Operating both the upside and the downside
Each split can be both purchased for resale at a later time at a higher value (for example, buying dollars against yen to 122.00 and resold later to 124.00: long position, ie upwards) is sold for to buy it later (for example, sell euros against dollars to repurchase them at 0.9810 and 0.9710: short position, or downward). The two types of operations involve the same costs.
The leverage allows you to control by committing a small amount of money, a sum larger (eg, using a capital of 20,000 Euros, 10 leverage can invest up to 200,000 euros). Thus a movement on the gear selected, for example Euro / Dollar, 1% will result in using a lever 10, a change in investment of 10%.
Elasticity of liquidations
You can open a position for any duration and closure is simple and easy. Only between Friday and Sunday evenings there is a risk in opening gap - risk that the stock market and is instead derived daily.

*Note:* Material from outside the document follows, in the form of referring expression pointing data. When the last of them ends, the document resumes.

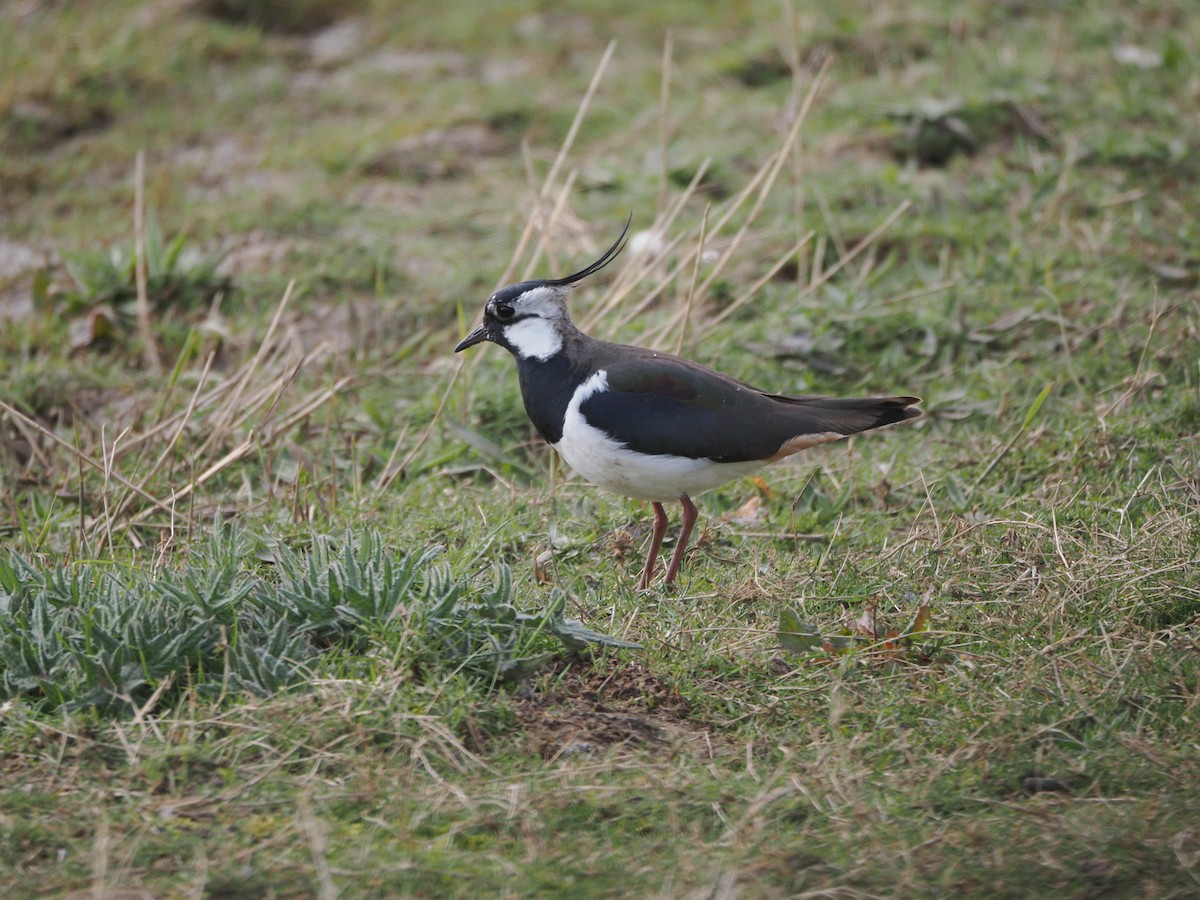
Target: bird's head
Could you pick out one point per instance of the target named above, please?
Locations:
(531, 317)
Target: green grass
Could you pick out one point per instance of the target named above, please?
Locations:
(214, 683)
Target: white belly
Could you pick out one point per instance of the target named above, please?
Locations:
(613, 467)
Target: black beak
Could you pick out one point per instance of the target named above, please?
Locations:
(478, 336)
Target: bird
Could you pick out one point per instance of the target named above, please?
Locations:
(648, 424)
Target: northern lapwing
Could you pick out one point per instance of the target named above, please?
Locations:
(647, 424)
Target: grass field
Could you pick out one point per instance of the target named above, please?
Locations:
(294, 603)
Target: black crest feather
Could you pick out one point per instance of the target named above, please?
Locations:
(606, 257)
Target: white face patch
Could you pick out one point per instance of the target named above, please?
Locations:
(540, 301)
(612, 466)
(534, 339)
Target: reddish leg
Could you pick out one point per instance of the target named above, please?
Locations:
(660, 529)
(689, 520)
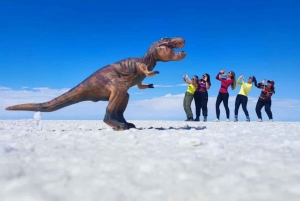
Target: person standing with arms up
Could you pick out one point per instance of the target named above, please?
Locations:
(189, 95)
(264, 99)
(242, 97)
(201, 97)
(223, 95)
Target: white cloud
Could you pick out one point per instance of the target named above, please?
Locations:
(167, 107)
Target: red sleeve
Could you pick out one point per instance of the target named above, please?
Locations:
(218, 76)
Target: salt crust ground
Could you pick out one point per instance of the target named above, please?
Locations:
(163, 160)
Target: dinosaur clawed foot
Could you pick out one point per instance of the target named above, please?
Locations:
(117, 125)
(130, 125)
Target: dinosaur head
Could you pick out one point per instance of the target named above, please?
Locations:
(164, 49)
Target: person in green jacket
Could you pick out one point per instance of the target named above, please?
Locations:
(242, 97)
(189, 95)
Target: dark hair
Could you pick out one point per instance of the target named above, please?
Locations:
(233, 85)
(254, 80)
(273, 88)
(208, 78)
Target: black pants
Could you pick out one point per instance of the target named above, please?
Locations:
(241, 100)
(222, 97)
(201, 99)
(259, 106)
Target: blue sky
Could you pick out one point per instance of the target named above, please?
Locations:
(48, 47)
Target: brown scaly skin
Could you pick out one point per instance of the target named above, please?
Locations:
(112, 82)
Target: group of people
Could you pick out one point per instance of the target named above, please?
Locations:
(197, 91)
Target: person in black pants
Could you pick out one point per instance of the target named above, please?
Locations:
(264, 99)
(201, 97)
(223, 92)
(242, 97)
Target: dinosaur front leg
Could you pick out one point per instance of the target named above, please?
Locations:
(121, 110)
(111, 116)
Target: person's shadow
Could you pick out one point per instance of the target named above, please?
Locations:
(187, 127)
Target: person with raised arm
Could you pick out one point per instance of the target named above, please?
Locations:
(242, 97)
(264, 99)
(223, 95)
(189, 95)
(201, 97)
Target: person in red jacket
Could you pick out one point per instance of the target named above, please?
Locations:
(223, 95)
(264, 99)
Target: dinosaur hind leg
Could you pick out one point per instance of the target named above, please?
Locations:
(111, 116)
(120, 112)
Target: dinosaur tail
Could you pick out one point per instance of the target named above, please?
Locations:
(66, 99)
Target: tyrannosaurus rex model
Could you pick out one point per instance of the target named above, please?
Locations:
(112, 82)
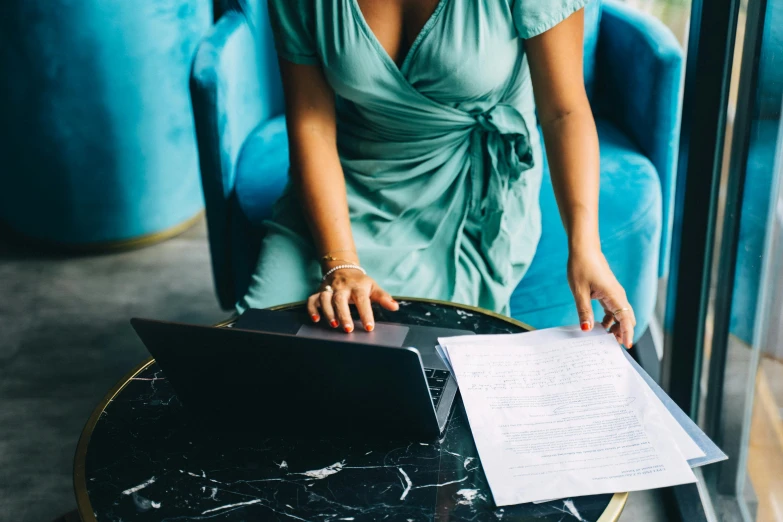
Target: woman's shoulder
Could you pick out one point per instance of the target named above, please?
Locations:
(292, 26)
(533, 17)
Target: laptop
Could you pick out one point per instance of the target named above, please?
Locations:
(277, 373)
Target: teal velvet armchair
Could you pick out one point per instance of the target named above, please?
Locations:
(96, 129)
(633, 68)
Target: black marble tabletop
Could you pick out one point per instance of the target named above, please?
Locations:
(142, 465)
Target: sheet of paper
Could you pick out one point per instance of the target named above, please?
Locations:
(563, 419)
(686, 445)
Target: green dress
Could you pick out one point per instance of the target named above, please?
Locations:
(441, 156)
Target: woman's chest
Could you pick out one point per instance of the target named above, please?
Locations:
(464, 51)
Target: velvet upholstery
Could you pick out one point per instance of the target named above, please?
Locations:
(630, 227)
(640, 69)
(634, 167)
(96, 128)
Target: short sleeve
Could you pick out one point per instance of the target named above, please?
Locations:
(293, 30)
(533, 17)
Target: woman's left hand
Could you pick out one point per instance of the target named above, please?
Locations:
(590, 277)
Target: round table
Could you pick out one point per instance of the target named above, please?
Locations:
(136, 462)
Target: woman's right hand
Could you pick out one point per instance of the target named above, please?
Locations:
(348, 286)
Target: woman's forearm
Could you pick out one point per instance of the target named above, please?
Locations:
(315, 166)
(320, 183)
(572, 150)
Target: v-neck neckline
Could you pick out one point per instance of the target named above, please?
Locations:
(411, 52)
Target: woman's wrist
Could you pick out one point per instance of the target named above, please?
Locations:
(327, 265)
(583, 241)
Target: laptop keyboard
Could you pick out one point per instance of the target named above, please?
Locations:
(436, 379)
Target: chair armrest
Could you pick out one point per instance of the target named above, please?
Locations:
(638, 83)
(234, 85)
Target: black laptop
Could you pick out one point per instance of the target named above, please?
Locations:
(277, 373)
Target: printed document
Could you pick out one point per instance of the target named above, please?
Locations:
(686, 445)
(566, 418)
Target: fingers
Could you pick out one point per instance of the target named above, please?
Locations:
(384, 299)
(341, 308)
(327, 309)
(361, 299)
(623, 317)
(312, 307)
(608, 319)
(584, 308)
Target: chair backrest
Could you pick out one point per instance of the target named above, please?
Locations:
(592, 23)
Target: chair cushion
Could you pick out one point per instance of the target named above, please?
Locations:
(630, 227)
(262, 170)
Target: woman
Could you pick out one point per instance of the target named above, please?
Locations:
(415, 157)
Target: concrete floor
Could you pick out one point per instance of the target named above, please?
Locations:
(65, 340)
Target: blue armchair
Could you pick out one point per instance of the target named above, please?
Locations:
(633, 66)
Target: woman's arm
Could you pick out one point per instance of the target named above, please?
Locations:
(318, 177)
(555, 59)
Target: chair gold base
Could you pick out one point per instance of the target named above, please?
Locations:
(105, 247)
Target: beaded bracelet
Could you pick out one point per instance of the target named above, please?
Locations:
(342, 267)
(329, 257)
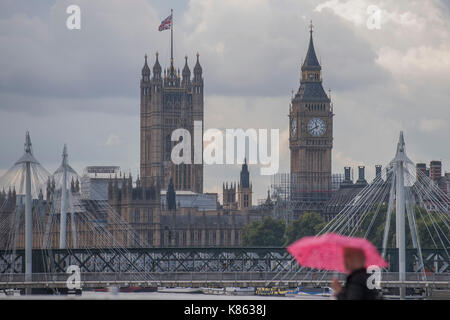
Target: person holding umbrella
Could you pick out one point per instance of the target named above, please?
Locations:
(336, 252)
(356, 283)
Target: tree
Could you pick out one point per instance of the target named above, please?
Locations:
(266, 233)
(309, 224)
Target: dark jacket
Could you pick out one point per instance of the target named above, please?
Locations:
(356, 287)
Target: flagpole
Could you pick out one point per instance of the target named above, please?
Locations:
(171, 36)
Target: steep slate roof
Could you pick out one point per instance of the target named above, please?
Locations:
(311, 61)
(312, 91)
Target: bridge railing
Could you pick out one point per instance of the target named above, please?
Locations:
(213, 279)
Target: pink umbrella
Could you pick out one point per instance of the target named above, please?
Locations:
(327, 251)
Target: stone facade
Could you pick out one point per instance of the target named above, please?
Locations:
(169, 102)
(311, 135)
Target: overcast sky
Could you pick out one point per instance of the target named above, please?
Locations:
(81, 87)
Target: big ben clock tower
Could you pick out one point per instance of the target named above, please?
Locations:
(311, 137)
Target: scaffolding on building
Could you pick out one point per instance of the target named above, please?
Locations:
(290, 200)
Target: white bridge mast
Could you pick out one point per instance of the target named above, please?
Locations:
(63, 215)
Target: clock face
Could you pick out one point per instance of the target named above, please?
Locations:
(293, 126)
(316, 127)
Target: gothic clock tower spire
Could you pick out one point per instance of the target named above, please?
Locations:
(311, 137)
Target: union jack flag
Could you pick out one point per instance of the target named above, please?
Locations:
(165, 24)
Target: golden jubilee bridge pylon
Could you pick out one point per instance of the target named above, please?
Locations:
(405, 214)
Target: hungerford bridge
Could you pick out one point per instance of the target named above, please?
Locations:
(402, 207)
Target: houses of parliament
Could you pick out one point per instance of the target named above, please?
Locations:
(171, 99)
(166, 205)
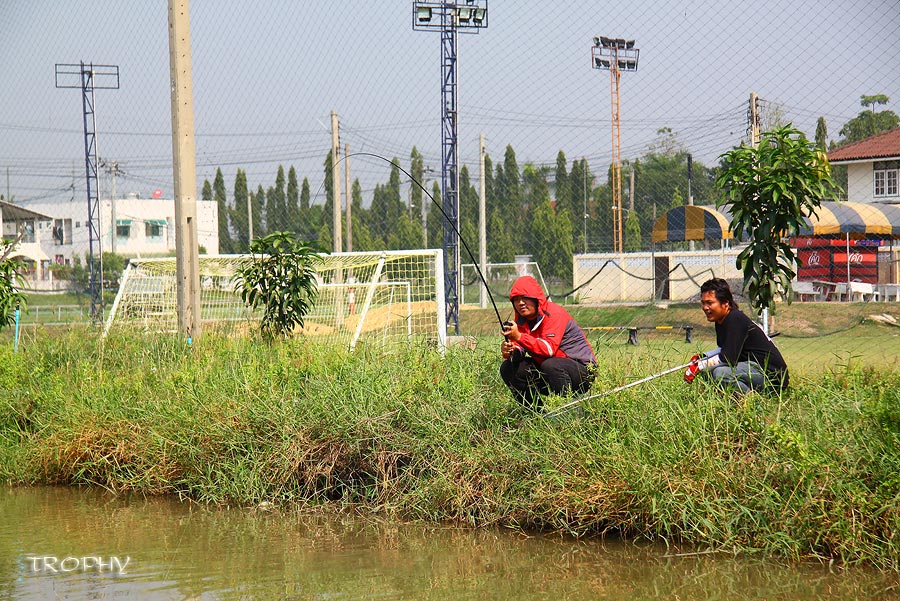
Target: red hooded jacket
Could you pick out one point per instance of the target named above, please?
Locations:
(554, 333)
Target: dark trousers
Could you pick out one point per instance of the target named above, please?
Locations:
(559, 375)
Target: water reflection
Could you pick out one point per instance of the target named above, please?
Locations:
(178, 550)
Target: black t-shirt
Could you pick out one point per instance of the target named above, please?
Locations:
(741, 339)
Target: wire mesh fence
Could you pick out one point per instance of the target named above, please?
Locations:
(267, 78)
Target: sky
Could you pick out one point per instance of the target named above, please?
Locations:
(267, 75)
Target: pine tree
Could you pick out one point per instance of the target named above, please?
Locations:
(219, 195)
(292, 201)
(258, 205)
(238, 215)
(633, 242)
(206, 194)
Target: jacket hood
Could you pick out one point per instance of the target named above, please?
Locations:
(528, 286)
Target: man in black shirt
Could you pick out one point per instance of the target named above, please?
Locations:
(746, 358)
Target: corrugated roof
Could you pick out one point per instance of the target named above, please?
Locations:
(885, 145)
(833, 218)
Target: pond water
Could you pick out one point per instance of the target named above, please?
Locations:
(71, 543)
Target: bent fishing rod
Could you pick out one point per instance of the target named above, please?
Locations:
(563, 408)
(500, 320)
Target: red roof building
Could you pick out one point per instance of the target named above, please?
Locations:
(873, 167)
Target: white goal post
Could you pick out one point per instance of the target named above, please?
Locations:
(372, 297)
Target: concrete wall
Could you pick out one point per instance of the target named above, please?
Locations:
(629, 277)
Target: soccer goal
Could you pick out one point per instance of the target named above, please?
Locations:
(372, 297)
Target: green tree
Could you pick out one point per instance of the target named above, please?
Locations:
(238, 216)
(292, 201)
(633, 242)
(276, 204)
(221, 198)
(562, 186)
(11, 284)
(206, 193)
(869, 122)
(769, 190)
(512, 200)
(281, 279)
(436, 218)
(554, 256)
(468, 216)
(416, 197)
(258, 209)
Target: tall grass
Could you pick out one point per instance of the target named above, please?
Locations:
(810, 474)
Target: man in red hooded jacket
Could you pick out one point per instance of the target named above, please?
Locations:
(544, 350)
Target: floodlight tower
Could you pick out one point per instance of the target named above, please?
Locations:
(615, 55)
(451, 18)
(91, 77)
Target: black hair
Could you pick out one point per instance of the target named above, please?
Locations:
(721, 289)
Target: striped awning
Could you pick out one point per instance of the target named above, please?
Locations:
(691, 222)
(856, 219)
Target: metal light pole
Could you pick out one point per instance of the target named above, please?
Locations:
(450, 18)
(91, 77)
(615, 55)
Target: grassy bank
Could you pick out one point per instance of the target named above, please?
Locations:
(811, 474)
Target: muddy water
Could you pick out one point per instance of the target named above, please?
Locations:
(64, 543)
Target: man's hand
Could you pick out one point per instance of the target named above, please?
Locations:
(511, 331)
(700, 363)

All these characters, among them integrated, have a strong effect on reproductive efficiency of the investment currencies.
The Forex market is an interesting complement to the complex financial instruments traded on securities markets. Today, individual investors, relying on a specialized structures have the opportunity to participate in the benefits once reserved for banks or brokerage firms. Investors may benefit from the momentum of the currency market and the multiplicity of currencies negotiated.
Finally, the non-taxation of gains on transactions spot Forex market is absolutely interesting.
Total monthly negative returns of the S&P 500 and Nikkei 225 equity indices of January 2007 and November 2009, compared to the performance of the Barclays Currency Index and Parker FX Index during those corresponding months.